Vladimir Putin espalhou no Ocidente a mentira da “descoberta” de laboratórios “secretos” de armas biológicas na Ucrânia, para justificar sua guerra de agressão criminosa àquele país. Nesta reportagem desmontamos esta mentira, com provas documentais de tratados internacionais assinados pela própria Rússia, que mostram o destino dado aos laboratórios de armas biológicas construídos pelos antigos soviéticos.
por paulo eneas
O maior laboratório de armas biológicas do mundo chama-se Vector, e fica localizado na cidade siberiana de Koltsovo, na Rússia. O laboratório, que armazenava, entre outros, o vírus da varíola, explodiu em 16/09/2019, conforme reportado por esta fonte aqui, esta outra e também esta, todas independentes entre si e com linhas editoriais distintas.
Foi neste mesmo laboratório Vector que produziu-se a primeira vacina do mundo contra o vírus da Covid, a Sputnik russa. A explosão no laboratório de armas biológicas ocorreu a apenas cerca de 20km de Novosibirsk, a terceira cidade mais populosa da Rússia.
Como usualmente faz, o regime de Vladimir Putin censurou a imprensa russa, mas a notícia da explosão chegou na imprensa ocidental da época, como mostram as fontes acima. O incidente antecedeu em algumas semanas a eclosão da pandemia do coronavírus em Wuhan, na China.
A pandemia do coronavírus somente seria reconhecida oficialmente pela Organização Mundial de Saúde em março do ano seguinte e o atraso nesse reconhecimento, quando já havia evidências o bastante da disseminação do coronavírus a partir de Wuhan, deveu-se a uma exigência do Partido Comunista Chinês, que para todos os fins que importam controla a Organização Mundial de Saúde.
O atraso pode estar também associada a uma pressão da Rússia, por conta da explosão no laboratório Vector da Sibéria, pois seria embaraçoso para os russos ver a eclosão de uma pandemia viral logo após um desastre em um de seus laboratórios de armas biológicas, construído ainda na era soviética.
A conjectura acima encontra respaldo em um report do Global Biosecurity Journal, uma publicação científica voltada para temas de epidemias, pandemias, biossegurança e bioterrorismo, e que publica relatórios anuais revisados por pares.
Um report do Global Biosecurity Journal publicado em 31/08/2020 mostra a ocorrência de surtos epidêmicos não explicados na região russa em torno do local da explosão nos três meses seguintes ao incidente.
O report também menciona a liberação acidental da bactéria brucella em dezembro de 2019 em um laboratório na China, bem como relatos de casos de pneumonia severa que poderiam ser os primeiros casos de Covid-19.
União Soviética: produtora de armas biológicas em larga escala
O acidente no Laboratório de Virologia Vector em Koltsovo é o remanescente de uma longa história de dedicação à pesquisa para produção de armas biológicas em larga escola pela antiga União Soviética.
Esta pesquisa e produção de armas biológicas pelos soviéticos, que envolvia entre outros tentativas de combinar o vírus do HIV com outros vírus letais ao ser humano, como o Marburg e Ebola, para a produção artificial de cepas mais agressivas, era feita principalmente em laboratórios semelhantes ao Vector.
Estes laboratórios foram construídos pelo antigo regime soviético em sua grande maioria nas suas repúblicas satélites, inclusive a Ucrânia, então sob domínio soviético e com governo nacional no exílio, desde 1921, conforme mostramos nesta reportagem aqui.
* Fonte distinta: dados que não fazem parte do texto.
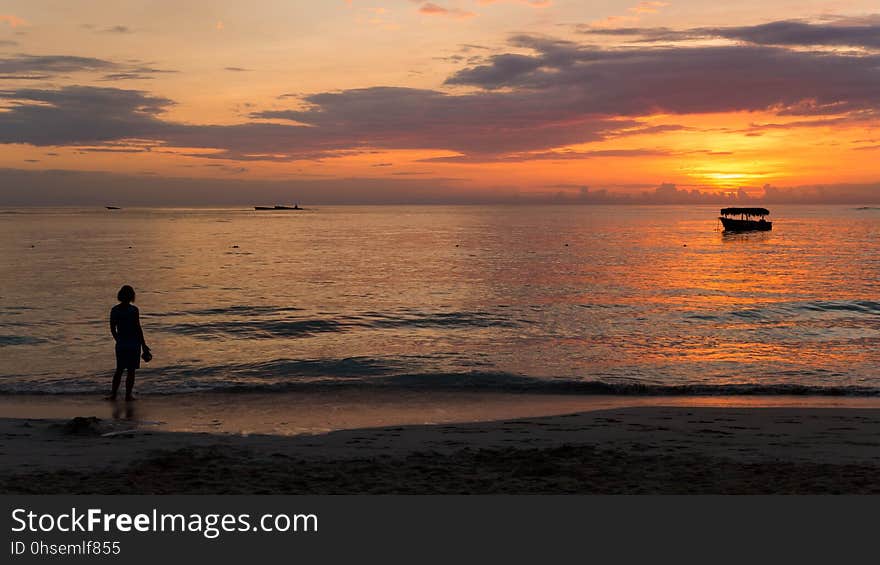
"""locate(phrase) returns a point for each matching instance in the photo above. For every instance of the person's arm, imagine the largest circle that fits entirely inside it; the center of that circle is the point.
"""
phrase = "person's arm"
(113, 326)
(137, 321)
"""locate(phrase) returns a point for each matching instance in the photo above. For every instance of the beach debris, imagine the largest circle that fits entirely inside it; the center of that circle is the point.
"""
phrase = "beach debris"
(84, 426)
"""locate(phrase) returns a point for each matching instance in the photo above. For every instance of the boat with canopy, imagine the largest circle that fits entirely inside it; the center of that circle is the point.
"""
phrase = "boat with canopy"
(749, 219)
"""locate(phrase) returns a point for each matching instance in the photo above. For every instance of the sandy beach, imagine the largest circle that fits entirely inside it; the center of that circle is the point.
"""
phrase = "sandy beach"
(589, 445)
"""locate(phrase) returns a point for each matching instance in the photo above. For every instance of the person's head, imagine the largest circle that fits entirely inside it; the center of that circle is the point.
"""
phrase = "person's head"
(125, 294)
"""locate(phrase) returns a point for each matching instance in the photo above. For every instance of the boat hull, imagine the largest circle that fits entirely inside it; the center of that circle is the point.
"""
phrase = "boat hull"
(732, 224)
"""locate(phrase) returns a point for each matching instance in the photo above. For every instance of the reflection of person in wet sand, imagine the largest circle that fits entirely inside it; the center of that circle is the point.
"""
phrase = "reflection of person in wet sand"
(125, 325)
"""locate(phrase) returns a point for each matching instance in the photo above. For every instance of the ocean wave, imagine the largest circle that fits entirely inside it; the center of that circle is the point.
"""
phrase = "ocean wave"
(9, 340)
(258, 325)
(477, 381)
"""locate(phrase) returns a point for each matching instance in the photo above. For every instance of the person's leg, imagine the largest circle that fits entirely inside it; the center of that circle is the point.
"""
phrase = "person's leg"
(117, 378)
(129, 384)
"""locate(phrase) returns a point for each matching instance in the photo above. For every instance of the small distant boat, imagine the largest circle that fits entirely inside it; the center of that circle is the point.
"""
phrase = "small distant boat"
(750, 219)
(263, 208)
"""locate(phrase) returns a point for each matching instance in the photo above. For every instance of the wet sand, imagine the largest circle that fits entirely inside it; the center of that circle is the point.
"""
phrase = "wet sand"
(639, 445)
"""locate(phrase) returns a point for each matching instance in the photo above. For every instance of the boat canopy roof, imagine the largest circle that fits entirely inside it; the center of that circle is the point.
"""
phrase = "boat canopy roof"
(746, 211)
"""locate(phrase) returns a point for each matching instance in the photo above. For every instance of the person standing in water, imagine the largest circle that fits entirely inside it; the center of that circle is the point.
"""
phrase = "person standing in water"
(125, 325)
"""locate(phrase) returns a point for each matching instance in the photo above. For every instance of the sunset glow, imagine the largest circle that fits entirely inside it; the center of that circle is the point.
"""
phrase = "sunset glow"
(467, 99)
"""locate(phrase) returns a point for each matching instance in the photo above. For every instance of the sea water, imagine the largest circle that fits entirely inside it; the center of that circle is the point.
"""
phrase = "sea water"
(580, 299)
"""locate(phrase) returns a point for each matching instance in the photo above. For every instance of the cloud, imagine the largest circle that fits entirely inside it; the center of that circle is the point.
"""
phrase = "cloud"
(79, 115)
(633, 15)
(681, 80)
(117, 29)
(836, 33)
(12, 20)
(542, 95)
(532, 3)
(64, 187)
(432, 9)
(53, 64)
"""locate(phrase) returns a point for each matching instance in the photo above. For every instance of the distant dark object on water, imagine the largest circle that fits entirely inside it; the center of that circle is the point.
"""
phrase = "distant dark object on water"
(294, 207)
(746, 221)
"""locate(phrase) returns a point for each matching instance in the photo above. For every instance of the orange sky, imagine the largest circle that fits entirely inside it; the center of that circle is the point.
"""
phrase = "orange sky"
(523, 96)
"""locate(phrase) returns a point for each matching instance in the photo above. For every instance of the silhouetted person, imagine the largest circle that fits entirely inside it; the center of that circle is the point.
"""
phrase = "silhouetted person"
(125, 325)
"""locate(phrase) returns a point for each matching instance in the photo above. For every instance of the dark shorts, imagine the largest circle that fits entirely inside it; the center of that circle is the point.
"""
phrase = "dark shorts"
(128, 356)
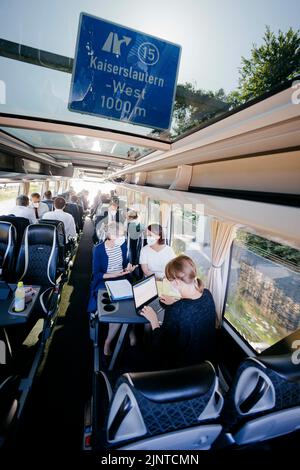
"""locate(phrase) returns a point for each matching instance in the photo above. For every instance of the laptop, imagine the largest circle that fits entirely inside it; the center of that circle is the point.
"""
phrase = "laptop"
(145, 293)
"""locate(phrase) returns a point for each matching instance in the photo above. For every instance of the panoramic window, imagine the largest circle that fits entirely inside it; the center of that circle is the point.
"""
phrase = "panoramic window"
(154, 213)
(8, 194)
(213, 78)
(35, 187)
(263, 300)
(191, 236)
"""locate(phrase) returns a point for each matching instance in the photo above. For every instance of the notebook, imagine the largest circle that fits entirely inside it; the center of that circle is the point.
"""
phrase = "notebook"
(119, 290)
(145, 293)
(164, 287)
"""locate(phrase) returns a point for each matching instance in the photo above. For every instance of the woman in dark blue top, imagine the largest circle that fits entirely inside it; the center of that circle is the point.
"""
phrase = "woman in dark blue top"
(187, 334)
(110, 261)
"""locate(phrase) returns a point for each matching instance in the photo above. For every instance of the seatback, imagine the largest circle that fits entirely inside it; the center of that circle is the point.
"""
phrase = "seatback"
(7, 250)
(173, 409)
(20, 224)
(61, 238)
(264, 399)
(72, 209)
(38, 256)
(80, 210)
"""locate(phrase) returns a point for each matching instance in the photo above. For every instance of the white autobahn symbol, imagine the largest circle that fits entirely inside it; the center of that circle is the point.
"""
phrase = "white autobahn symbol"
(113, 43)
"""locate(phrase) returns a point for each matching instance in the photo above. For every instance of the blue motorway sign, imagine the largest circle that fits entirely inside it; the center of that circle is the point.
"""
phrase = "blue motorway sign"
(123, 74)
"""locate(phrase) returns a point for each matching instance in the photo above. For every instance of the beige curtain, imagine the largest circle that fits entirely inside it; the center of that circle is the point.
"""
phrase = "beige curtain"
(222, 236)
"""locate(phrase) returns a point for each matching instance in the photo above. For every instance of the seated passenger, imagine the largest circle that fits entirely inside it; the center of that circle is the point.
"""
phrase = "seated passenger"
(109, 262)
(156, 254)
(40, 208)
(187, 334)
(59, 214)
(134, 231)
(22, 209)
(48, 200)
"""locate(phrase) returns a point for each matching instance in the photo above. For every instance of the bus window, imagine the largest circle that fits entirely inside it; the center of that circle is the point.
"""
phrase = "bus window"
(35, 187)
(8, 195)
(51, 187)
(263, 299)
(190, 235)
(154, 216)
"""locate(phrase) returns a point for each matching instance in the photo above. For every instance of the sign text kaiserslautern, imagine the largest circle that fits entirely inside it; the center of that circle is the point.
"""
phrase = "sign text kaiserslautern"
(123, 74)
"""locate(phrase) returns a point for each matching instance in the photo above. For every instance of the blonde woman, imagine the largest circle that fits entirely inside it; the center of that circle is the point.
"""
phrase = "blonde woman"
(187, 335)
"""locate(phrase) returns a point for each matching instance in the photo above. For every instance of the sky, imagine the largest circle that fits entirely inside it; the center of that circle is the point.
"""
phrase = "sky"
(214, 35)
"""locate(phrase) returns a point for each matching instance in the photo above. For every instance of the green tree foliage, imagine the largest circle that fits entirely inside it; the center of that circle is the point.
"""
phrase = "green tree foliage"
(193, 106)
(271, 64)
(276, 252)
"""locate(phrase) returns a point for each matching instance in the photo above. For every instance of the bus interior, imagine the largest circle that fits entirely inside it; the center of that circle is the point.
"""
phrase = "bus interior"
(223, 182)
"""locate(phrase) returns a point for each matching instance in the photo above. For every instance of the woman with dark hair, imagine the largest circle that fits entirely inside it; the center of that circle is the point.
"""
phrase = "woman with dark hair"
(187, 334)
(110, 261)
(156, 254)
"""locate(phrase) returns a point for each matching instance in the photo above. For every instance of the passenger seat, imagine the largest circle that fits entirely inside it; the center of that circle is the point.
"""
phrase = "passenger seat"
(38, 262)
(264, 400)
(7, 251)
(173, 409)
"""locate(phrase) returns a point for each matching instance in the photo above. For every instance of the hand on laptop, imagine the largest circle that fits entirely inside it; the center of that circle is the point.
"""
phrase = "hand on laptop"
(151, 316)
(129, 268)
(168, 299)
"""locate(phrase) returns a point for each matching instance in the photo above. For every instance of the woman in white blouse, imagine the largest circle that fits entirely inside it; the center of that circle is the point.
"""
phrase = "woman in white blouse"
(156, 254)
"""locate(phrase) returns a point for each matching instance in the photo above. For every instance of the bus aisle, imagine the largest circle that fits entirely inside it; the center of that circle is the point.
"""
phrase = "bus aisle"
(55, 410)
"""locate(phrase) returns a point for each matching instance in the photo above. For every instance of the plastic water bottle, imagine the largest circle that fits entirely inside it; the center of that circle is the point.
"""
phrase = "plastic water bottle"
(20, 298)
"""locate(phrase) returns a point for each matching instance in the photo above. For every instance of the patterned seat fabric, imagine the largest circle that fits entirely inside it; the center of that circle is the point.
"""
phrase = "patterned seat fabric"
(38, 257)
(155, 403)
(7, 249)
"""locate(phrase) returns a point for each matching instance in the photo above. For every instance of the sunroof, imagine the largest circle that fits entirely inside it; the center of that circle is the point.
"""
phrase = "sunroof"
(38, 47)
(53, 142)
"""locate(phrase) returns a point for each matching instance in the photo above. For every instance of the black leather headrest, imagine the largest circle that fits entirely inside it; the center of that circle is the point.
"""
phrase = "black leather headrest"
(56, 223)
(4, 230)
(40, 234)
(176, 384)
(283, 365)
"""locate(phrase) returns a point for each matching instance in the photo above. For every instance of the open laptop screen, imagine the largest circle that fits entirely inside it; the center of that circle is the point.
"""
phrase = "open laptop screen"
(144, 291)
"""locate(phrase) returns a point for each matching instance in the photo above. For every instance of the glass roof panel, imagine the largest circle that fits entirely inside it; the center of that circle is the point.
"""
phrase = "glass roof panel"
(213, 76)
(77, 143)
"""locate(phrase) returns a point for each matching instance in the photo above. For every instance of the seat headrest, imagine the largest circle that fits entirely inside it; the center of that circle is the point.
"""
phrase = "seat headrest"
(174, 385)
(51, 222)
(5, 227)
(283, 366)
(40, 234)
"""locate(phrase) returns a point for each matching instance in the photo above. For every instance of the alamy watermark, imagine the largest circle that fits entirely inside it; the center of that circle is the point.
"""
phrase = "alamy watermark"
(2, 92)
(2, 352)
(296, 94)
(296, 353)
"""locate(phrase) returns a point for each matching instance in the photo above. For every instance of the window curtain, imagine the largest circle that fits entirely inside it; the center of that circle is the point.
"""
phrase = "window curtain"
(222, 236)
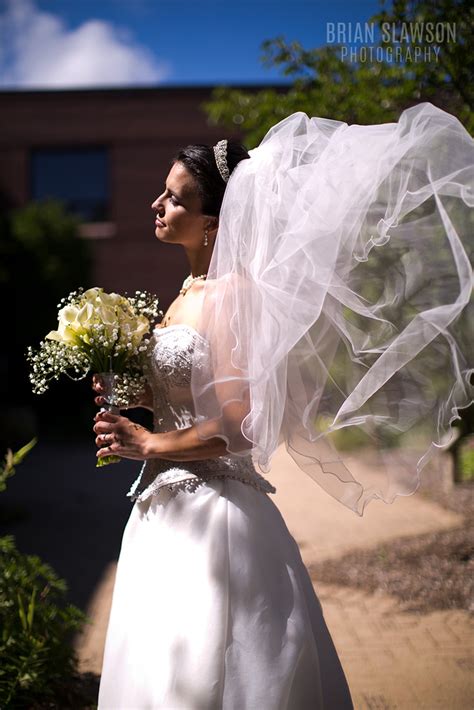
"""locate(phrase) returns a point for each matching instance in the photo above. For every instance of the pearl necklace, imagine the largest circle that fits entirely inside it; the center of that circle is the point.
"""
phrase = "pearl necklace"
(188, 282)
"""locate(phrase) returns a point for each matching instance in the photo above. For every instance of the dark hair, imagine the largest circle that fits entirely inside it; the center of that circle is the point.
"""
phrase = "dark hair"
(200, 161)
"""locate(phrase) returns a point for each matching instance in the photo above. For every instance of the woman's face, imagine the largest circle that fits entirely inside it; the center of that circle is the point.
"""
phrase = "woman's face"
(179, 219)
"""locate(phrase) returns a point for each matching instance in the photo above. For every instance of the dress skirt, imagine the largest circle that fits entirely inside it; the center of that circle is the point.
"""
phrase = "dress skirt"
(214, 609)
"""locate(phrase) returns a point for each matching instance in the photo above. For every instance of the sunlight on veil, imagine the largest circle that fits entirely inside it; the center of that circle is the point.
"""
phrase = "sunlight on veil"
(339, 297)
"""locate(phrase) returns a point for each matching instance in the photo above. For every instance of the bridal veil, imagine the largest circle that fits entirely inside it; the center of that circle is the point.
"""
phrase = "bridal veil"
(338, 296)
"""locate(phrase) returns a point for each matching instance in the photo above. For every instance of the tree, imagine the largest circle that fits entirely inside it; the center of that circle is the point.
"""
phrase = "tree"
(323, 84)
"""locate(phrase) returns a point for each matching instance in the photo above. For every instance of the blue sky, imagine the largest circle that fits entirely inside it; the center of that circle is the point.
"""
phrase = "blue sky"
(80, 43)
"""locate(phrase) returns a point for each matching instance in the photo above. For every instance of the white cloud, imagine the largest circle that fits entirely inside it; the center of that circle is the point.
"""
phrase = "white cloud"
(39, 51)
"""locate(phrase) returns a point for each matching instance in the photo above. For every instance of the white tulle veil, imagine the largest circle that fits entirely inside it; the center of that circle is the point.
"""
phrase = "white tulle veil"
(338, 296)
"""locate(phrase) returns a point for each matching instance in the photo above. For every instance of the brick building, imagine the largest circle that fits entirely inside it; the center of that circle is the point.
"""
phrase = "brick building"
(106, 153)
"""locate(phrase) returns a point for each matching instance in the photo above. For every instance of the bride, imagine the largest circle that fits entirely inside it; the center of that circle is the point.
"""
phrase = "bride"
(212, 606)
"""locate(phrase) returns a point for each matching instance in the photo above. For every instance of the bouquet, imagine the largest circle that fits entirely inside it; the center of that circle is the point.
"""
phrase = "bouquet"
(99, 332)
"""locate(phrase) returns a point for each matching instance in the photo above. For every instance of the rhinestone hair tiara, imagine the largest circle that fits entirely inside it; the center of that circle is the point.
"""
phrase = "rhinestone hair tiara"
(220, 154)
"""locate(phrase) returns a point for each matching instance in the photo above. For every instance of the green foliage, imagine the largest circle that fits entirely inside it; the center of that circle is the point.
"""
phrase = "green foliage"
(37, 660)
(36, 657)
(13, 459)
(325, 85)
(467, 461)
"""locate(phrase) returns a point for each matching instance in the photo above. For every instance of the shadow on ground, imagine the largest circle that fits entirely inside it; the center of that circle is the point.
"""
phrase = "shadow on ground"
(61, 507)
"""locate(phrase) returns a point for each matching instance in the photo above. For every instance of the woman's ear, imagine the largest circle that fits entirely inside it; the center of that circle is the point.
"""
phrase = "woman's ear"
(212, 224)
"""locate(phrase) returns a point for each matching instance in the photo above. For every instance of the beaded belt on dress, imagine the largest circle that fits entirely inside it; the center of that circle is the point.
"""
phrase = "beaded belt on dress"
(158, 473)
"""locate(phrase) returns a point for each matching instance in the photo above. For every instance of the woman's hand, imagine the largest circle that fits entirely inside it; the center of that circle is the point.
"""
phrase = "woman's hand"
(119, 436)
(145, 399)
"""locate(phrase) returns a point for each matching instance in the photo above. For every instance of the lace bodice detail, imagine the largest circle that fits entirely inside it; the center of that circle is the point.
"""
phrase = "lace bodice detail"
(169, 374)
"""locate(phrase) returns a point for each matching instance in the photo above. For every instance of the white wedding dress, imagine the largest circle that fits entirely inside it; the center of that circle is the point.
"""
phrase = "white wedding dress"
(213, 607)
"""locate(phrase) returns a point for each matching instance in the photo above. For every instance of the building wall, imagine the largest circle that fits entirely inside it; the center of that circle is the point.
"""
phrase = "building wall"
(143, 129)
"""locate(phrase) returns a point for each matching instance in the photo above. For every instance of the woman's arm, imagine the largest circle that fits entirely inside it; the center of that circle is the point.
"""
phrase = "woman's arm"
(118, 435)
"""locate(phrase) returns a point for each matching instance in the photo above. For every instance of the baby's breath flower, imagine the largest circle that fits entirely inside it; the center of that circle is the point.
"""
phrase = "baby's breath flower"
(98, 332)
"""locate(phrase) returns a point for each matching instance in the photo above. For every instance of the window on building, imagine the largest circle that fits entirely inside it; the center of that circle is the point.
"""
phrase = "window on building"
(76, 176)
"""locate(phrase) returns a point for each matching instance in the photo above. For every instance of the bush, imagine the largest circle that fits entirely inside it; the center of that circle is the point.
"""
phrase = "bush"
(38, 666)
(37, 661)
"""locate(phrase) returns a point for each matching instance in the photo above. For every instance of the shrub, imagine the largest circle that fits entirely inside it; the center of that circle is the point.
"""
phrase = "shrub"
(37, 660)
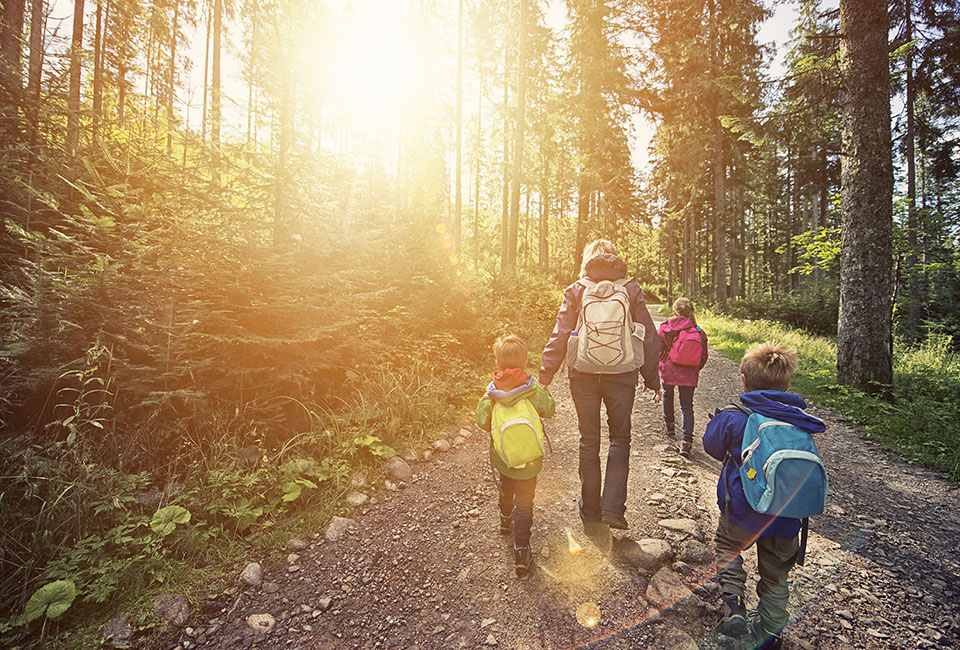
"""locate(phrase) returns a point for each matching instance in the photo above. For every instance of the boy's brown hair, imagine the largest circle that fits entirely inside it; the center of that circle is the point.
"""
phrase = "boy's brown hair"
(510, 352)
(683, 307)
(768, 366)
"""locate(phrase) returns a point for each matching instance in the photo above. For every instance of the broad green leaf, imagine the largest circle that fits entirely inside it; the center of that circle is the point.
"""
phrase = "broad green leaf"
(165, 520)
(52, 600)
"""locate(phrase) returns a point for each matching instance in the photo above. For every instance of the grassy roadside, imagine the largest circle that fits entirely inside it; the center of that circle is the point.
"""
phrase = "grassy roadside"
(227, 509)
(921, 425)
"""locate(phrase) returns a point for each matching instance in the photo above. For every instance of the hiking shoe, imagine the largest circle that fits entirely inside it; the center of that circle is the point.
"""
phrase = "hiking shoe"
(615, 521)
(734, 620)
(522, 559)
(764, 638)
(506, 525)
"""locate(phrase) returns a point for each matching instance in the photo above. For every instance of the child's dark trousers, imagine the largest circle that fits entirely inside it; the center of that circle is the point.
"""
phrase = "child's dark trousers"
(516, 498)
(775, 557)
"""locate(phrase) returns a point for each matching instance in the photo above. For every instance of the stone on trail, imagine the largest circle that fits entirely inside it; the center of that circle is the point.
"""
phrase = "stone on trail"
(694, 552)
(672, 638)
(252, 575)
(666, 590)
(355, 498)
(117, 632)
(172, 609)
(397, 468)
(686, 526)
(336, 528)
(262, 623)
(647, 553)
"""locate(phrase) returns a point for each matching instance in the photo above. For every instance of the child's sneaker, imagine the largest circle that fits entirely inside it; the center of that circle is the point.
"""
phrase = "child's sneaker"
(734, 621)
(506, 525)
(764, 638)
(523, 559)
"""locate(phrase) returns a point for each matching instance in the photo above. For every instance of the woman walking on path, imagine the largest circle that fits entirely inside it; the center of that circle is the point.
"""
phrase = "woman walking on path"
(616, 390)
(683, 353)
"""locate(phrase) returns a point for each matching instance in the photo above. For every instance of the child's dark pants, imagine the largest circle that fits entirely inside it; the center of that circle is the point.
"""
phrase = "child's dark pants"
(516, 497)
(775, 557)
(686, 410)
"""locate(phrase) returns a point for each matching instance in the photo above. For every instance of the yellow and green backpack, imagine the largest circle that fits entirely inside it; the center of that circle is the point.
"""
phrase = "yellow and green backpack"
(517, 433)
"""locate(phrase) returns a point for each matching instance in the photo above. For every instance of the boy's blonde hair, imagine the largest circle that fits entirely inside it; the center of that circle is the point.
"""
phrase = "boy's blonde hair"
(683, 307)
(593, 249)
(510, 352)
(768, 366)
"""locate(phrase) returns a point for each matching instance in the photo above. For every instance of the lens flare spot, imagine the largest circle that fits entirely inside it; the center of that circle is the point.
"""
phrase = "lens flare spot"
(573, 545)
(588, 615)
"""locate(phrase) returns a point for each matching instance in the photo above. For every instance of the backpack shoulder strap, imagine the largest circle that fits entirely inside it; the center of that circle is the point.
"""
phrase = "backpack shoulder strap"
(735, 408)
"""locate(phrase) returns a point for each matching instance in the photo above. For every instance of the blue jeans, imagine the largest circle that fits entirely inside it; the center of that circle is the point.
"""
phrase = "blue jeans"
(588, 393)
(686, 410)
(516, 499)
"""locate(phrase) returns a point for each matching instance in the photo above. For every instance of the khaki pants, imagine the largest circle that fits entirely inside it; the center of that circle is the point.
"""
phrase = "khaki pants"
(775, 557)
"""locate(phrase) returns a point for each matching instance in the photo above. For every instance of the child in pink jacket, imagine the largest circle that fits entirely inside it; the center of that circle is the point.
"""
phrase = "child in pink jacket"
(683, 352)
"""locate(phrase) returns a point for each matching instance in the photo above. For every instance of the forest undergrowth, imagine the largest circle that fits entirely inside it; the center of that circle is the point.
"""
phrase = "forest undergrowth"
(176, 394)
(921, 420)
Todos estes laboratórios tinham finalidade bélica: produção bioweapons, ou armas biológicas.
Com o fim da União Soviética, tanto os russos quanto o resto do mundo viram-se diante de um gigantesco problema: o que fazer com todo aquele arsenal de armas biológicas produzidas pelos soviéticos, espalhadas tanto em território russo quanto nas repúblicas satélites. Um arsenal que representava um risco para os próprios russos.
A principal preocupação era que estas armas biológicas viessem a parar nas mãos de grupos terroristas, inclusive aqueles grupos terroristas que foram, e muitos continuam sendo, fomentados e financiados pelos próprios soviéticos, agora sob a batuta de Vladimir Putin.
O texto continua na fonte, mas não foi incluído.